Start with a cage containing five monkeys.
Inside
the cage, hang a banana on a string and place a set of stairs under it.
Before long, a monkey will go to the stairs and start to climb towards
the banana. As soon as he touches the stairs, spray all of the other
monkeys with cold water.
After a while, another monkey makes an
attempt with the same result - all the other monkeys are sprayed with
cold water. Pretty soon, when another monkey tries to climb the stairs,
the other monkeys will try to prevent it.
Now, put away the cold
water. Remove one monkey from the cage and replace it with a new one.
The new monkey sees the banana and wants to climb the stairs. To his
surprise and horror, all of the other monkeys attack him.
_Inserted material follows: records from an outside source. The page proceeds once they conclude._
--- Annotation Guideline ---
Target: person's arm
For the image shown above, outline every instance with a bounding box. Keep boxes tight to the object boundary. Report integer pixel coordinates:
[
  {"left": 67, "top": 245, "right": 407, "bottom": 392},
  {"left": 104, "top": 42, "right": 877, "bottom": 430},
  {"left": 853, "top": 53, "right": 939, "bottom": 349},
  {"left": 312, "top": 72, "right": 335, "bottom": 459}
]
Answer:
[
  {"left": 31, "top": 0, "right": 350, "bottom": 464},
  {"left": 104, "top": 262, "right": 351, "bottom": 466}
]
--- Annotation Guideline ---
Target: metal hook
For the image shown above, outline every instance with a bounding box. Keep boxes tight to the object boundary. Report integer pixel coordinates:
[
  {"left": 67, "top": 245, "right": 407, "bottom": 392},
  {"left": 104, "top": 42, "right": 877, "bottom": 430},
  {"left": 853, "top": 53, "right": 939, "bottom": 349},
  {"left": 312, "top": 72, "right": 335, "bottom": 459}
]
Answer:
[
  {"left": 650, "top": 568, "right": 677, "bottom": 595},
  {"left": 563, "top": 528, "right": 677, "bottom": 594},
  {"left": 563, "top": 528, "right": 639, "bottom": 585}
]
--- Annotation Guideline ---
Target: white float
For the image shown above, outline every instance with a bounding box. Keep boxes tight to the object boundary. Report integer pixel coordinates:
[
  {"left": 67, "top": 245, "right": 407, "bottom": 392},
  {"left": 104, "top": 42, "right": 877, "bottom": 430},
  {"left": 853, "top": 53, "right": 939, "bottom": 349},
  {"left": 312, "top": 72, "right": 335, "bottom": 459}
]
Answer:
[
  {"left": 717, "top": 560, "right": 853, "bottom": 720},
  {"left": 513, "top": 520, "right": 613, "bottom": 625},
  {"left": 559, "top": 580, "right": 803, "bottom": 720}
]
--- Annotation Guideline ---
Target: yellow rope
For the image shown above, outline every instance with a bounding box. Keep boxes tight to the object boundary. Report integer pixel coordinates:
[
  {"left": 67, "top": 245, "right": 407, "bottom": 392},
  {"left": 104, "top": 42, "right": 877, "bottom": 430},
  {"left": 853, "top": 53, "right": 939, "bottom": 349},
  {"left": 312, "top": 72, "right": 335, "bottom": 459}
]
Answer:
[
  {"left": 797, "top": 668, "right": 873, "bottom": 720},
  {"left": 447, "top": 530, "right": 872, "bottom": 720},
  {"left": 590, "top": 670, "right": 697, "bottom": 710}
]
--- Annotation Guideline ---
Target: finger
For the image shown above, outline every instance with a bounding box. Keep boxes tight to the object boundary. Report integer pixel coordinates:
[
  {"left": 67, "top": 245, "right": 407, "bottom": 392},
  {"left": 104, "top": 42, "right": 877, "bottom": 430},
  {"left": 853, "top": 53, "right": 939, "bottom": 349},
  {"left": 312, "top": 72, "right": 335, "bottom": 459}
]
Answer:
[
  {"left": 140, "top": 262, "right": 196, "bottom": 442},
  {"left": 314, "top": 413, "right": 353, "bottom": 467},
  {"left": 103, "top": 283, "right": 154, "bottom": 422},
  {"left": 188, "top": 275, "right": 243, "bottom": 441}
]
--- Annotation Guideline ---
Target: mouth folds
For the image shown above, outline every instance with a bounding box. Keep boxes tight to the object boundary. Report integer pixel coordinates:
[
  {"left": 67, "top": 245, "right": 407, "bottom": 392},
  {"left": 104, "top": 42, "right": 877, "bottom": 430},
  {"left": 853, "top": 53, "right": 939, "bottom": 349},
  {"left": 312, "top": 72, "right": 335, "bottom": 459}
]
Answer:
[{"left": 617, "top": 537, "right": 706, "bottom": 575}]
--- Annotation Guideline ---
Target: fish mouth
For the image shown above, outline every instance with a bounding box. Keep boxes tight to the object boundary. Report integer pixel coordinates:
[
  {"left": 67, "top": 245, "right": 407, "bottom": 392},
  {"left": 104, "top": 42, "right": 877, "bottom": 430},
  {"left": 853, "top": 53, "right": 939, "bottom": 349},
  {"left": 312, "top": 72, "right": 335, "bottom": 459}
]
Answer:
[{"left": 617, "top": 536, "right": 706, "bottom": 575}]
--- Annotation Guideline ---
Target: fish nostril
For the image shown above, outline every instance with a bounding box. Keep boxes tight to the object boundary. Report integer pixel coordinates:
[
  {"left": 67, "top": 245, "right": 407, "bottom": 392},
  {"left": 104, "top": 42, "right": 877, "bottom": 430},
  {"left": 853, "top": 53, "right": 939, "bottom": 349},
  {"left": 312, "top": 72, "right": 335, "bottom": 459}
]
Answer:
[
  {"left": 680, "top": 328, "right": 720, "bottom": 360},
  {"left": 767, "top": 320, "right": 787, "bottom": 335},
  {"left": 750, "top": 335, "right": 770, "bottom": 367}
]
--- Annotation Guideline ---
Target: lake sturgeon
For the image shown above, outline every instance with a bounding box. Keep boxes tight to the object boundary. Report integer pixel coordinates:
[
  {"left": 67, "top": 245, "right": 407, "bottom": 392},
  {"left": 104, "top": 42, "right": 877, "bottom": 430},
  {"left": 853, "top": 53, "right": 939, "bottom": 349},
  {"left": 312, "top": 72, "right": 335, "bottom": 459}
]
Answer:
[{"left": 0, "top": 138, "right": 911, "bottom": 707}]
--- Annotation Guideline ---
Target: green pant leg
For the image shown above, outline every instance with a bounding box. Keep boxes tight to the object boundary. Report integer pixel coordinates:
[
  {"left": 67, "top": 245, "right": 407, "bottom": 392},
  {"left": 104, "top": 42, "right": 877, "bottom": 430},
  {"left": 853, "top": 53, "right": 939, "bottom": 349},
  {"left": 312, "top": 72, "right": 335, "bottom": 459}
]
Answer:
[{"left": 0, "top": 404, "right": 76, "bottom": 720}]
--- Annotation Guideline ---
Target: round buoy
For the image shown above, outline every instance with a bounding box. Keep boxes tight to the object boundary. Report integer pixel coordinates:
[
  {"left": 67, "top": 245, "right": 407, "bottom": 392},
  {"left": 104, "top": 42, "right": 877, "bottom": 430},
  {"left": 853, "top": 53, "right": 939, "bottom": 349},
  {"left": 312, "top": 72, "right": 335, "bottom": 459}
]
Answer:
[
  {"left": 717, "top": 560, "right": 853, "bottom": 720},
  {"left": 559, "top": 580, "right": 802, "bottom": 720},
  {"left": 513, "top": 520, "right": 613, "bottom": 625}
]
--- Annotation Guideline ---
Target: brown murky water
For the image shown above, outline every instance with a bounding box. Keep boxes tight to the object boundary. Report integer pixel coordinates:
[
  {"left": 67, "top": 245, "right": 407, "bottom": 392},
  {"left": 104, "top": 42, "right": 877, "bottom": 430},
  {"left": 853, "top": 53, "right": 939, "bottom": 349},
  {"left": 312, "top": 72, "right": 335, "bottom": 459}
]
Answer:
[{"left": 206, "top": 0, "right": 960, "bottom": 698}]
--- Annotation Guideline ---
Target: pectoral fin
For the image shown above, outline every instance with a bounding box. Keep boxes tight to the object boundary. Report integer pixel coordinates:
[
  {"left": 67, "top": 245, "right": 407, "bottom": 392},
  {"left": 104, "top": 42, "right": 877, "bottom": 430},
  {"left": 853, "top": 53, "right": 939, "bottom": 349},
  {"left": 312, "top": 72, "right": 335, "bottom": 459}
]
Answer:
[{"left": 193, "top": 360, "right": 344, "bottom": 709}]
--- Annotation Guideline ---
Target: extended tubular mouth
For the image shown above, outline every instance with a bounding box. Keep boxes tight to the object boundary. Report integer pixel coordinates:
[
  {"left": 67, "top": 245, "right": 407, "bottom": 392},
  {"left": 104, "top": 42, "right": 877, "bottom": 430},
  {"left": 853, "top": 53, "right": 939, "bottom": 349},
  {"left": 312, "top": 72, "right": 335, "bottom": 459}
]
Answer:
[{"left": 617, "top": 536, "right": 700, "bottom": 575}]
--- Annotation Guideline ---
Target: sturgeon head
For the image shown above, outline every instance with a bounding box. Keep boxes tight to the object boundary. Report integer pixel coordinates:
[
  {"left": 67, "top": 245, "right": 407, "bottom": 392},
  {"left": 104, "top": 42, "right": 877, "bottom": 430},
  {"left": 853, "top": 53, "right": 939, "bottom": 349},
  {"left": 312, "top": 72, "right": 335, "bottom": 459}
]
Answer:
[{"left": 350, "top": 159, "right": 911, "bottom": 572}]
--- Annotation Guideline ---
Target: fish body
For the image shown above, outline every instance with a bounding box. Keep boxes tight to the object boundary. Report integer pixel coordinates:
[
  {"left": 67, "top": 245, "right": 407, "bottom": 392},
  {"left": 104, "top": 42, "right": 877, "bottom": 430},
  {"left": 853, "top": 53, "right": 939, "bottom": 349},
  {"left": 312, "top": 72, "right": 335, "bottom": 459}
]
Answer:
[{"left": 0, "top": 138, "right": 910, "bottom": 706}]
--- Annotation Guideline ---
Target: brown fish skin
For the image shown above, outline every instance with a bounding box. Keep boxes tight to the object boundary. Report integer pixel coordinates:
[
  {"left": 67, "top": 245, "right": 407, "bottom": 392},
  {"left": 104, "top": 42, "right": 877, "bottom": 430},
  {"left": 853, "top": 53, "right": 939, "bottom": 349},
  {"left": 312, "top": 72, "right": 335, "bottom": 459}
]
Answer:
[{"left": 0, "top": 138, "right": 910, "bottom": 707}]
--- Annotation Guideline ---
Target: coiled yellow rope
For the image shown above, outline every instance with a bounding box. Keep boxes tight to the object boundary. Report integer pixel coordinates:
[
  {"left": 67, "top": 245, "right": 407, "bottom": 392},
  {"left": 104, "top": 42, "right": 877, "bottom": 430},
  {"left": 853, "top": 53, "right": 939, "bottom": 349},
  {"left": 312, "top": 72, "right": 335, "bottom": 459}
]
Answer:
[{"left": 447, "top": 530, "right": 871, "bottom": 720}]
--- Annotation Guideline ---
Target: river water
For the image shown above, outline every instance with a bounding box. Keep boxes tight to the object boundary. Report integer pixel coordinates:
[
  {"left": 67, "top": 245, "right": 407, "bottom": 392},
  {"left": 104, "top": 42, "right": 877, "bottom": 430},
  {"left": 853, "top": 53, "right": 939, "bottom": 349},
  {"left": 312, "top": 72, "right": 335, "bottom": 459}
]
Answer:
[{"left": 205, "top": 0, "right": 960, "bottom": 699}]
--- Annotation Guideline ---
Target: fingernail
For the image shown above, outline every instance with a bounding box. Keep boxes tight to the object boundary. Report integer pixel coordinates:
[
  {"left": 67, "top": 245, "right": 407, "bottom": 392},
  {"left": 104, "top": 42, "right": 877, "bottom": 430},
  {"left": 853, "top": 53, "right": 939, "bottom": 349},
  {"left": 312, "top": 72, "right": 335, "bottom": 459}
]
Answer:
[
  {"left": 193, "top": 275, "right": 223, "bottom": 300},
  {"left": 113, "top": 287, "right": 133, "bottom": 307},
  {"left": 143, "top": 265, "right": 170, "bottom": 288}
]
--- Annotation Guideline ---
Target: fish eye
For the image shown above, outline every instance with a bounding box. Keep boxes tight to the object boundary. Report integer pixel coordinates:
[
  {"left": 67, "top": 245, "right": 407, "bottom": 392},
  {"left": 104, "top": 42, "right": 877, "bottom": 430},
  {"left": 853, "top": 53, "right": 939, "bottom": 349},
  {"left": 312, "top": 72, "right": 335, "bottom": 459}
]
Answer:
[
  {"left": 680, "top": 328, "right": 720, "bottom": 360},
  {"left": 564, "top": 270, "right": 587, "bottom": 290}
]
After another attempt and attack, he knows that if he tries to climb the stairs, he will be assaulted.
Next,
remove another of the original five monkeys and replace it with a new
one. The newcomer goes to the stairs and is attacked. The previous
newcomer takes part in the punishment with enthusiasm! Likewise,
replace a third original monkey with a new one, then a fourth, then the
fifth. Every time the newest monkey takes to the stairs, he is attacked.
Most
of the monkeys that are beating him have no idea why they were not
permitted to climb the stairs or why they are participating in the
beating of the newest monkey.
After replacing all the original
monkeys, none of the remaining monkeys have ever been sprayed with cold
water. Nevertheless, no monkey ever again approaches the stairs to try
for the banana. Why not? Because as far as they know that's the way
it's always been done round here.
Are we Overly Compliant?
So...
how much of what we are doing is because we're a bunch of monkeys that
don't know any better? How much of what we are doing is because it's
the way things have always been done? How much of what we are doing is
based on our interpretation of the law rather than from a firm
understanding of the intent behind the law?
Have we taken the
time to really assess these constraints and figure out what needs to
change to accommodate our agile transformation?